My letters to you, dear reader, are always the last thing I write for the issue before it is sent off to the printer. And when I say last, I mean, literally a middle-of-the-night, few-hours-before-deadline coalescing of months of thinking on the package of features, news reports, and dispatches that we put together for each print issue.
This time round, my thoughts have been especially scattered. Frayed by the cynical politicking on display at the ongoing impeachment hearings in the US House of Representatives. Distracted by the police siege on pro-democracy protestors in Hong Kong; by the attempts to violently repress the people’s uprising against inequality in Chile; by the opposing factions clashing over the coup in Bolivia; and by the routine, everyday abuse of power I see all around me.
As this year draws to close, it feels as though there’s an unraveling happening all around us, as though the center no longer holds.
In times like this, like everyone else, I look for signs of hope, for a way forward through the morass. And I’m glad to say, I didn’t have to look too far. The answers — so basic, so clear — jumped out at me from page after page of this issue itself: Band together. Build community. Tell your story.
As environmental activist Heather McTeer Toney points out (Conversation), we have to “try to find those places of commonality that allow us to bring people to the table around similar issues.” Similarly, author-activist Terry Tempest Williams urges us to build alliances. In her new book Erosion: Essays of Undoing (In Review) she stresses how coalitions and communities — both human and non-human — are essential for life to thrive on Earth.
What’s more, I see great examples within these pages of what this banding together can achieve. Take the tale of a small Mexican town’s years of resistance against a mega-dam project, a community-led struggle that appears to be bearing fruit (“The Town that Refuses to Drown” ).

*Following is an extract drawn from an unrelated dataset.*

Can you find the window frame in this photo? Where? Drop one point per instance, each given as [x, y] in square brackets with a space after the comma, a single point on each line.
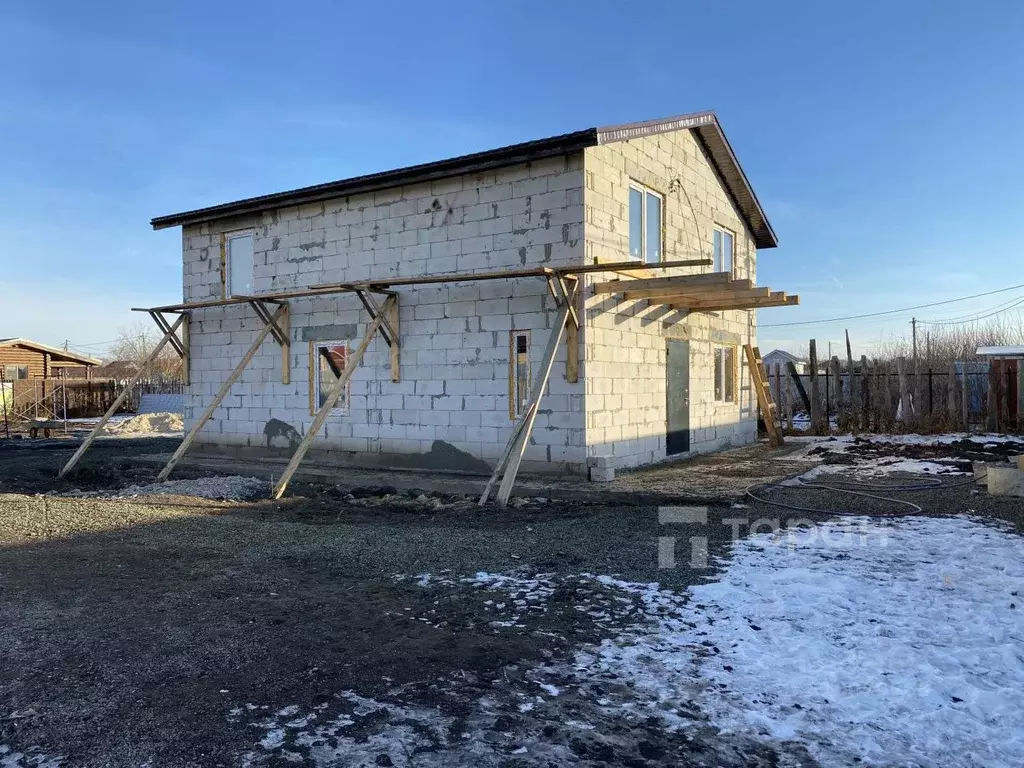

Or the feature about grain farmers across the US Midwest who are building a peer-to-peer network to help each other transition from chemical-dependent to regenerative farming practices (“A Big Idea,” page 49). Or the dogged activism of Hawai‘i residents who continue trying to get the island state to better regulate pesticide use on GM corn and soy farms run by agri-chemical giants (“Toxic Drift” ).
The more I reflect on these features, the more clearly I see in them the underlying story that, in Williams’ words “power tries to control.” The story “that sees the world as a complicated whole,” that underscores how deeply the problems we are facing today, environmental, social, cultural, political, are interlinked.
I find hope in the fact that the act of highlighting that underlying story, as we do in this issue, is in itself a form of resistance.